For Southern blot analysis, 10 μg of genomic DNA was digested with Pvu I at 37°C for about 24 hrs and resolved by electrophoresis in a 0.8% agarose gel. Southern hybridization and detection procedures were performed using DIG (digoxigenin)-High Prime DNA Labeling and Detection kit in accordance with the manufacturer’s instructions (DIG Application Manual for Filter Hybridization, Roche Diagnostics, Indiana, IA, USA). The probes were amplified by PCR labeling using DIG DNA labeling mix, with primers Rt100 and Rt101 used to amplify a fragment targeting the 5′ flanking sequence of KU70, and Rt083 and Rt084 specific to the 5′ flanking sequence of CAR2.
Sensitivity to DNA-damaging agents
MMS and UV radiation were the DNA-damaging agents used to analyze strain sensitivity monitored by spot plate assay. Cell cultures in YPD broth were adjusted to one OD600 unit and 10-fold serial diluted, from which the diluted samples were spotted on YPD agar plates supplemented with MMS (Sigma, MO, USA) ranging from 0.001-0.1%. Exposure to UV radiation was done by placing the plates in a UV Crosslinker (Spectrolinker™ XL-1000, Spectronics Corporation, NY, USA) at a dose ranging from 100 to 600 J/m2 after the samples were spotted.
Freshly cultured cells were analyzed using a Nikon Eclipse 80i microscope equipped with CFI Plan Apochromat objectives (Nikon, Melville, NY, USA).
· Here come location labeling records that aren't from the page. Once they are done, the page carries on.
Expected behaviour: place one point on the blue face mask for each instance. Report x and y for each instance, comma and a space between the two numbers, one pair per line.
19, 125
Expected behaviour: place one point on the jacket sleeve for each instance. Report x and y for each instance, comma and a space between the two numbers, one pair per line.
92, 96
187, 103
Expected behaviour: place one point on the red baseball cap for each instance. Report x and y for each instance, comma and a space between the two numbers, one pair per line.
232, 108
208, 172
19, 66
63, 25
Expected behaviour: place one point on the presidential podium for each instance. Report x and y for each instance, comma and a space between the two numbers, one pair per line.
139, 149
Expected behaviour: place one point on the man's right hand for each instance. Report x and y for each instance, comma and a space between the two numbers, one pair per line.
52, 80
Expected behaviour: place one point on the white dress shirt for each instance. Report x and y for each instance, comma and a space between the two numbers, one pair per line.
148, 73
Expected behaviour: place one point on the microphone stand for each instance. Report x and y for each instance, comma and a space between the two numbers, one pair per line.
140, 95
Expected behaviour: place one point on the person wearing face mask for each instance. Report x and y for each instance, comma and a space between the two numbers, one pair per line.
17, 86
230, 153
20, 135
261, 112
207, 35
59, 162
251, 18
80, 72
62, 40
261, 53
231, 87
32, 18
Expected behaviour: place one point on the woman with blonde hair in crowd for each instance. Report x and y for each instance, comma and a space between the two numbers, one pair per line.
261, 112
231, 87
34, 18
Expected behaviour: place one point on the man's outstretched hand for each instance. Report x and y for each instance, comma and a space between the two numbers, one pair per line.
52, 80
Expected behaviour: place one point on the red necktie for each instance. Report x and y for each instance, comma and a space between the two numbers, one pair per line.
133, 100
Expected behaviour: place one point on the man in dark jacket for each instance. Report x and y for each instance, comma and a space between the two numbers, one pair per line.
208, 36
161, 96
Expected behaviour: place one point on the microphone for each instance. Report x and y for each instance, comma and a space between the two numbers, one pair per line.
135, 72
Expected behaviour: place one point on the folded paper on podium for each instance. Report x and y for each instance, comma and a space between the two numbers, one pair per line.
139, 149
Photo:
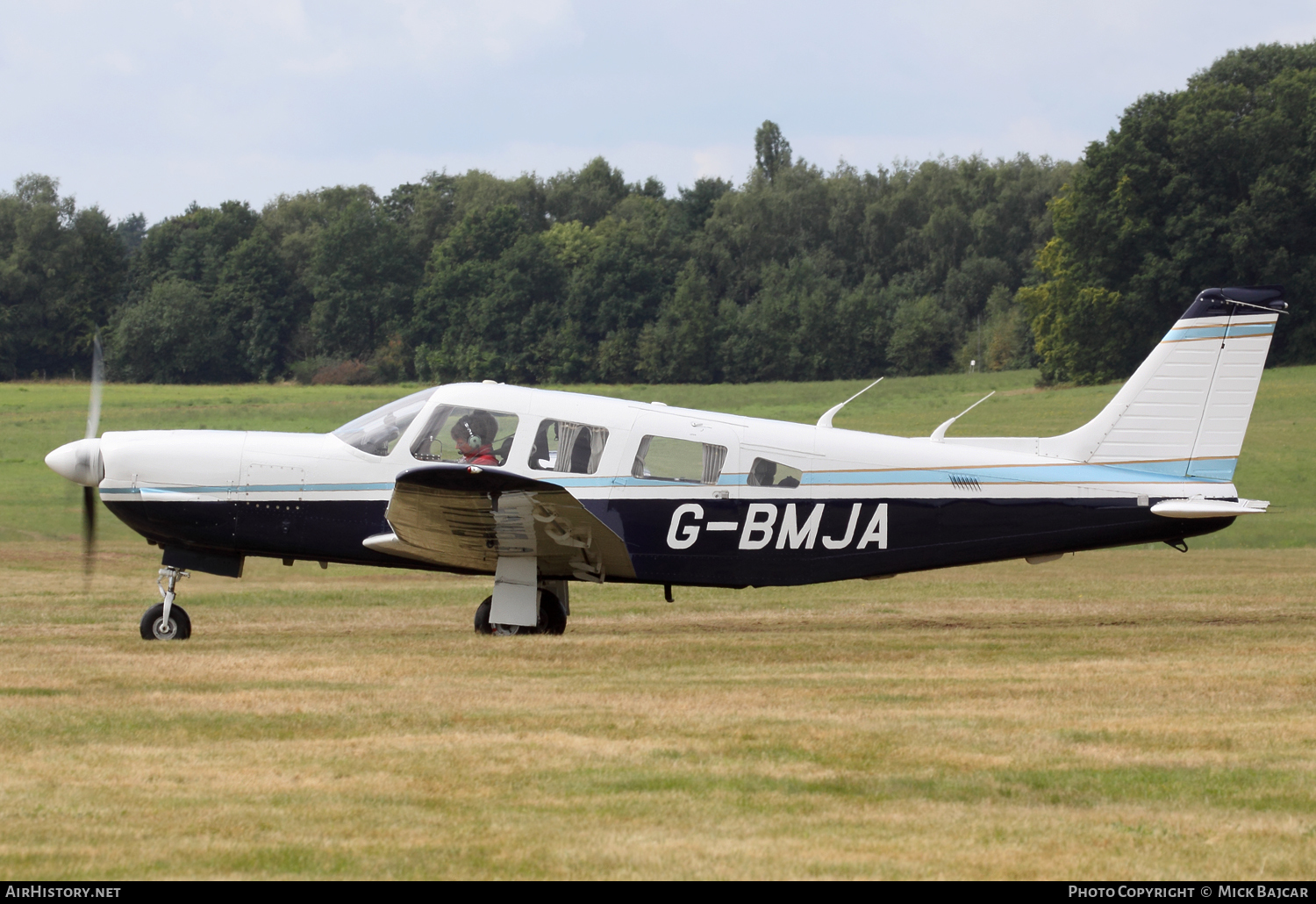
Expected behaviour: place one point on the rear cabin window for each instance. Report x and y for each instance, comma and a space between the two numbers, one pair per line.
466, 436
763, 472
684, 461
568, 448
379, 431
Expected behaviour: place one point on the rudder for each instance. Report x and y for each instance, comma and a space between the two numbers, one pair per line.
1186, 410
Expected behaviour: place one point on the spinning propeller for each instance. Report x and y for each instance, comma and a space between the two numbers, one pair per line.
97, 382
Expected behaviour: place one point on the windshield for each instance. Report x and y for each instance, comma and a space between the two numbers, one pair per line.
378, 432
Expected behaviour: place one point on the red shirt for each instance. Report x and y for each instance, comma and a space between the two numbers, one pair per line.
483, 456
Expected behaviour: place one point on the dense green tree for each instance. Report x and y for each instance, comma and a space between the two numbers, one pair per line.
362, 278
489, 303
587, 195
61, 274
175, 334
771, 150
681, 344
921, 337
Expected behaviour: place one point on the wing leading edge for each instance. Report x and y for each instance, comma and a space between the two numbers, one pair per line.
468, 517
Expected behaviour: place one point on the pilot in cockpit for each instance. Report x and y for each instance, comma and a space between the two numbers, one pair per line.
474, 436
Images were acquired with a Nikon DS camera interfaced with NIS-Element F 3.0 software.
GenBank accession numbers
The annotated KU70 and KU80 sequences from R. toruloides ATCC 204091 have been deposited in GenBank under the accession number of KF850470 and KF850471, respectively.
This material is based on research supported in part by the Singapore National Research Foundation under CRP Award No. NRF-CRP8-2011-02, the Singapore Economic Development Board and Temasek Trust. We thank Professor Mark Featherstone, Nanyang Technological University, Singapore, for the kind discussions of the work.